Test Indication Associated Conditions
Blood cell counts Neutropenia, lymphopenia SCID, CGD
Serum Ig levels Hypogammaglobulinemia XLA, CVID
CH50/AP50 Complement deficiency C3 deficiency, C5-C9 deficiencies
TREC analysis SCID screening Newborn screening

6.1 Laboratory Tests

Key tests include serum IgG, IgA, IgM levels; CH50/AP50 for complement; TREC analysis for SCID; and functional assays (e.g., DHR, NBT) for phagocytic defects.

6.2 Imaging and Biopsy

Bone marrow biopsy and imaging (e.g., chest X-ray for thymic hypoplasia) help assess hematopoiesis and organ involvement.

7. MANAGEMENT & TREATMENT

Management includes immunoglobulin replacement, antimicrobial prophylaxis, and HSCT for curative therapy. Gene therapy and targeted therapies (e.g., IFN- γ for MSMD) are emerging options.

7.1 Immunoglobulin Replacement

IVIG or subcutaneous IgG is used for antibody deficiencies. Dosage is tailored to serum Ig levels and infection history.

7.2 HSCT and Gene Therapy

HSCT is curative for SCID and severe cases. Gene therapy is effective for X-linked SCID and ADA deficiency.
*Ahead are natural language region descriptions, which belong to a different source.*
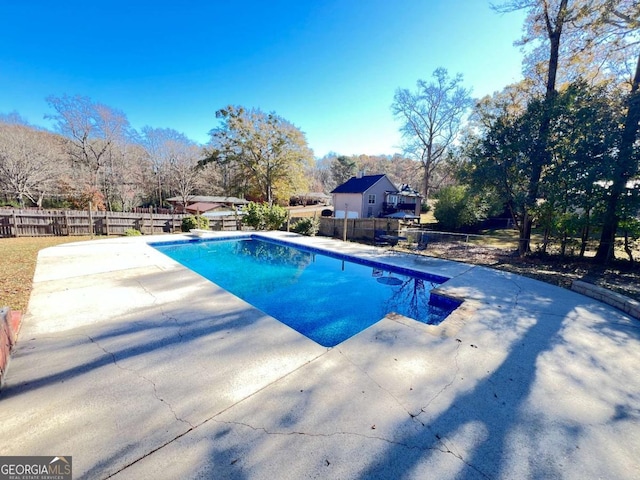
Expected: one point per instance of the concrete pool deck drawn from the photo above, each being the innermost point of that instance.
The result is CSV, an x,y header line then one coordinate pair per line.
x,y
140,368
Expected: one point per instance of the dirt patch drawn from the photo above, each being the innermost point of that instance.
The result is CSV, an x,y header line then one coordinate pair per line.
x,y
619,276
8. PROGNOSIS & COMPLICATIONS

Prognosis varies widely. Early diagnosis and treatment improve outcomes. Complications include recurrent infections, malignancies (e.g., lymphoma), and autoimmune diseases. Long-term follow-up is essential.

9. SPECIAL CONSIDERATIONS

Pregnancy in PIDs requires careful monitoring for maternal and fetal infections. Pediatric patients often present with recurrent infections, while elderly patients may have age-related immune decline. Genetic counseling is critical for families.

10. KEY POINTS & CLINICAL PEARLS

  • PIDs are genetic disorders with Mendelian inheritance, requiring genetic testing for diagnosis.
  • Early recognition and intervention (e.g., HSCT) are critical to prevent mortality.
  • Immunoglobulin replacement and antimicrobial prophylaxis are mainstays of management.
  • Differential diagnosis includes autoimmune and secondary immunodeficiencies.
  • Multidisciplinary care involving immunologists, geneticists, and infectious disease specialists is essential.